The clash is a serious  challenge to the army's ability to maintain order in an Egypt that in many ways is in a state of revolutionary transition. One other - no less serious  - challenge is what was uncovered after people entered the deserted building of the hated State Ecjurity Service  in Cairo (and also other places), after a lorry was discoverd full of shredded and destroyed files from the archives near the State Security hadquarters in Nasr City.

People trying to enter the State Security building
Shredded State Security files
Personal Files of the SSS
 What was found, apart from enormous amounts of shredded paper (see the picture) and the discovery that the minister of the interior had his own luxurious quarters inside the building (see the video at the bottom of this post) were torture chambers and an amount of personal files that went beyond anybody's wildest imagination, only to be compared to Stasi-practices in the former GDR of East Germany. The Egyptian military will have to deal with this heritage. So far they took charge of the findings and arrested 47 SS-people on charges that they destroyed files.

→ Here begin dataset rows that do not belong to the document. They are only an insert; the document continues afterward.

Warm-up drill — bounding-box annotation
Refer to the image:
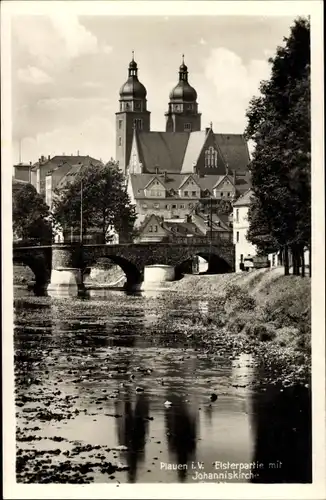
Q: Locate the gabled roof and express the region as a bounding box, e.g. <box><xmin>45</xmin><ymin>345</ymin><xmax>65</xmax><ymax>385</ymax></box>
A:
<box><xmin>32</xmin><ymin>155</ymin><xmax>102</xmax><ymax>170</ymax></box>
<box><xmin>181</xmin><ymin>130</ymin><xmax>207</xmax><ymax>173</ymax></box>
<box><xmin>144</xmin><ymin>175</ymin><xmax>165</xmax><ymax>189</ymax></box>
<box><xmin>129</xmin><ymin>173</ymin><xmax>250</xmax><ymax>199</ymax></box>
<box><xmin>135</xmin><ymin>129</ymin><xmax>250</xmax><ymax>174</ymax></box>
<box><xmin>233</xmin><ymin>189</ymin><xmax>253</xmax><ymax>207</ymax></box>
<box><xmin>137</xmin><ymin>132</ymin><xmax>189</xmax><ymax>172</ymax></box>
<box><xmin>214</xmin><ymin>134</ymin><xmax>250</xmax><ymax>172</ymax></box>
<box><xmin>213</xmin><ymin>175</ymin><xmax>235</xmax><ymax>189</ymax></box>
<box><xmin>179</xmin><ymin>174</ymin><xmax>200</xmax><ymax>189</ymax></box>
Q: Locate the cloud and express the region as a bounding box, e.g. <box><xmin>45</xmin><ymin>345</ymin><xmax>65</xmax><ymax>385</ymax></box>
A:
<box><xmin>17</xmin><ymin>66</ymin><xmax>53</xmax><ymax>85</ymax></box>
<box><xmin>102</xmin><ymin>45</ymin><xmax>113</xmax><ymax>54</ymax></box>
<box><xmin>82</xmin><ymin>82</ymin><xmax>103</xmax><ymax>89</ymax></box>
<box><xmin>202</xmin><ymin>47</ymin><xmax>270</xmax><ymax>132</ymax></box>
<box><xmin>51</xmin><ymin>12</ymin><xmax>98</xmax><ymax>58</ymax></box>
<box><xmin>13</xmin><ymin>12</ymin><xmax>99</xmax><ymax>71</ymax></box>
<box><xmin>22</xmin><ymin>115</ymin><xmax>115</xmax><ymax>161</ymax></box>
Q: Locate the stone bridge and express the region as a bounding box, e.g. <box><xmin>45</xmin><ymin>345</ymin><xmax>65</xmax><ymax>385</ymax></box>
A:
<box><xmin>13</xmin><ymin>240</ymin><xmax>234</xmax><ymax>287</ymax></box>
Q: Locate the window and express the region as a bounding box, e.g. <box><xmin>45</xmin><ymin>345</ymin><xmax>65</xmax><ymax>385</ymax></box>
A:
<box><xmin>205</xmin><ymin>146</ymin><xmax>217</xmax><ymax>168</ymax></box>
<box><xmin>149</xmin><ymin>189</ymin><xmax>163</xmax><ymax>198</ymax></box>
<box><xmin>134</xmin><ymin>118</ymin><xmax>143</xmax><ymax>130</ymax></box>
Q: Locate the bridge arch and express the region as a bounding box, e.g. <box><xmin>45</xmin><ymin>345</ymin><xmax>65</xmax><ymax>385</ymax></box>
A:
<box><xmin>175</xmin><ymin>249</ymin><xmax>233</xmax><ymax>279</ymax></box>
<box><xmin>13</xmin><ymin>252</ymin><xmax>51</xmax><ymax>289</ymax></box>
<box><xmin>85</xmin><ymin>254</ymin><xmax>143</xmax><ymax>286</ymax></box>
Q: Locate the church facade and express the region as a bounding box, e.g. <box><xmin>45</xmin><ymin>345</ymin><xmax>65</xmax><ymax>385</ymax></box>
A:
<box><xmin>116</xmin><ymin>58</ymin><xmax>250</xmax><ymax>224</ymax></box>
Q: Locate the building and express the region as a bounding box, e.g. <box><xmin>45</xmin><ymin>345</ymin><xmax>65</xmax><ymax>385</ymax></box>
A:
<box><xmin>116</xmin><ymin>58</ymin><xmax>250</xmax><ymax>225</ymax></box>
<box><xmin>31</xmin><ymin>155</ymin><xmax>102</xmax><ymax>200</ymax></box>
<box><xmin>137</xmin><ymin>214</ymin><xmax>232</xmax><ymax>243</ymax></box>
<box><xmin>233</xmin><ymin>189</ymin><xmax>257</xmax><ymax>272</ymax></box>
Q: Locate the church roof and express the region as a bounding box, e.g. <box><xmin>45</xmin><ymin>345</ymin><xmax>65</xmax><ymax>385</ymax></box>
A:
<box><xmin>137</xmin><ymin>132</ymin><xmax>189</xmax><ymax>172</ymax></box>
<box><xmin>181</xmin><ymin>130</ymin><xmax>206</xmax><ymax>172</ymax></box>
<box><xmin>233</xmin><ymin>189</ymin><xmax>253</xmax><ymax>207</ymax></box>
<box><xmin>136</xmin><ymin>130</ymin><xmax>250</xmax><ymax>174</ymax></box>
<box><xmin>129</xmin><ymin>173</ymin><xmax>249</xmax><ymax>200</ymax></box>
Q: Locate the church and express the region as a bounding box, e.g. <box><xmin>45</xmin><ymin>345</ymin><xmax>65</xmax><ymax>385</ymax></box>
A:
<box><xmin>116</xmin><ymin>56</ymin><xmax>250</xmax><ymax>224</ymax></box>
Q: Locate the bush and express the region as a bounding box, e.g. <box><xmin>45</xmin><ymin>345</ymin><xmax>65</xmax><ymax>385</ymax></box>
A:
<box><xmin>224</xmin><ymin>285</ymin><xmax>256</xmax><ymax>313</ymax></box>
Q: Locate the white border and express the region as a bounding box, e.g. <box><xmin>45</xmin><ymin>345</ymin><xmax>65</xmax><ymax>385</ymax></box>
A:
<box><xmin>1</xmin><ymin>0</ymin><xmax>326</xmax><ymax>500</ymax></box>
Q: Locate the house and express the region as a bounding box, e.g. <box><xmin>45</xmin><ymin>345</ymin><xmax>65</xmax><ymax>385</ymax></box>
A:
<box><xmin>137</xmin><ymin>214</ymin><xmax>232</xmax><ymax>243</ymax></box>
<box><xmin>233</xmin><ymin>189</ymin><xmax>257</xmax><ymax>272</ymax></box>
<box><xmin>14</xmin><ymin>162</ymin><xmax>32</xmax><ymax>182</ymax></box>
<box><xmin>116</xmin><ymin>58</ymin><xmax>250</xmax><ymax>225</ymax></box>
<box><xmin>31</xmin><ymin>155</ymin><xmax>102</xmax><ymax>203</ymax></box>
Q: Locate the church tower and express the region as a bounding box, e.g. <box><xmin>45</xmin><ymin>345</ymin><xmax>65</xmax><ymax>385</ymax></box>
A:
<box><xmin>165</xmin><ymin>56</ymin><xmax>201</xmax><ymax>132</ymax></box>
<box><xmin>116</xmin><ymin>53</ymin><xmax>150</xmax><ymax>174</ymax></box>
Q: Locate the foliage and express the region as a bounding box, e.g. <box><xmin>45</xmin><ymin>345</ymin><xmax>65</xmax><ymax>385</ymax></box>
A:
<box><xmin>53</xmin><ymin>161</ymin><xmax>136</xmax><ymax>242</ymax></box>
<box><xmin>12</xmin><ymin>184</ymin><xmax>52</xmax><ymax>243</ymax></box>
<box><xmin>246</xmin><ymin>19</ymin><xmax>311</xmax><ymax>270</ymax></box>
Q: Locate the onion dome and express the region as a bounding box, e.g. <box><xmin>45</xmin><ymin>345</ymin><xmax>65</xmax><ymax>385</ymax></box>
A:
<box><xmin>119</xmin><ymin>53</ymin><xmax>147</xmax><ymax>100</ymax></box>
<box><xmin>170</xmin><ymin>56</ymin><xmax>197</xmax><ymax>102</ymax></box>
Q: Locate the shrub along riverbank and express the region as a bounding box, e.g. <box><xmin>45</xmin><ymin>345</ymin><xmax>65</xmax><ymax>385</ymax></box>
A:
<box><xmin>173</xmin><ymin>268</ymin><xmax>311</xmax><ymax>386</ymax></box>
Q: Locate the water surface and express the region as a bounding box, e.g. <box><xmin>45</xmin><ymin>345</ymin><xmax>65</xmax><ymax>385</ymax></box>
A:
<box><xmin>14</xmin><ymin>288</ymin><xmax>311</xmax><ymax>483</ymax></box>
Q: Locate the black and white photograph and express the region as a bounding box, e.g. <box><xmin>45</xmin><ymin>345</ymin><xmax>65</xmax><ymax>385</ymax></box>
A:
<box><xmin>1</xmin><ymin>1</ymin><xmax>325</xmax><ymax>499</ymax></box>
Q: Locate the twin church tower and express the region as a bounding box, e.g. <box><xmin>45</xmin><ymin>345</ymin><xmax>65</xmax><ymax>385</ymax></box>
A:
<box><xmin>116</xmin><ymin>54</ymin><xmax>201</xmax><ymax>172</ymax></box>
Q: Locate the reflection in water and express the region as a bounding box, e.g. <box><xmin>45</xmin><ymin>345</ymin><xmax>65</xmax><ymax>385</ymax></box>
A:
<box><xmin>253</xmin><ymin>386</ymin><xmax>312</xmax><ymax>483</ymax></box>
<box><xmin>165</xmin><ymin>395</ymin><xmax>197</xmax><ymax>481</ymax></box>
<box><xmin>15</xmin><ymin>290</ymin><xmax>311</xmax><ymax>482</ymax></box>
<box><xmin>116</xmin><ymin>391</ymin><xmax>149</xmax><ymax>483</ymax></box>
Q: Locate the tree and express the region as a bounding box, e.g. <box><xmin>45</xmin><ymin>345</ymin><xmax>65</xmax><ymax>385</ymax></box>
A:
<box><xmin>53</xmin><ymin>161</ymin><xmax>136</xmax><ymax>242</ymax></box>
<box><xmin>12</xmin><ymin>184</ymin><xmax>52</xmax><ymax>243</ymax></box>
<box><xmin>246</xmin><ymin>18</ymin><xmax>311</xmax><ymax>274</ymax></box>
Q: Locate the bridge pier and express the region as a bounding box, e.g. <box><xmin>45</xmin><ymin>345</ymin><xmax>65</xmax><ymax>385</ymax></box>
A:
<box><xmin>141</xmin><ymin>264</ymin><xmax>175</xmax><ymax>290</ymax></box>
<box><xmin>48</xmin><ymin>245</ymin><xmax>84</xmax><ymax>294</ymax></box>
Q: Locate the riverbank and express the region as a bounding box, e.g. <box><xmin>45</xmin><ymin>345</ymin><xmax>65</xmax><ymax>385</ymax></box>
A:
<box><xmin>172</xmin><ymin>268</ymin><xmax>311</xmax><ymax>386</ymax></box>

They will have to decide, however,  whether to disband the service altogether and found a new one or not, and how to deal with its employees 
Others have already written good stories about the significance of what has been found. Reuters wrote this report, blogger and researcher Sarah Carr gave a beautiful impression here, and Issander al Amrani (Arabist) wrote in a column that the magnitude of the repression may ask for the installation of a South-African style Truth and Reconciliation commission.  
We knew of course about this institution and the way how it dealt with (and sometimes literary butchered) opposition that was seen as as serious threat to the regime like the islamists. One of the last times we saw a glimpse of how it used to act was on this 'Black Wednesday' during the days of protest at Tahrir Square. The last word about the SSS has not been spoken yet, so much is clear.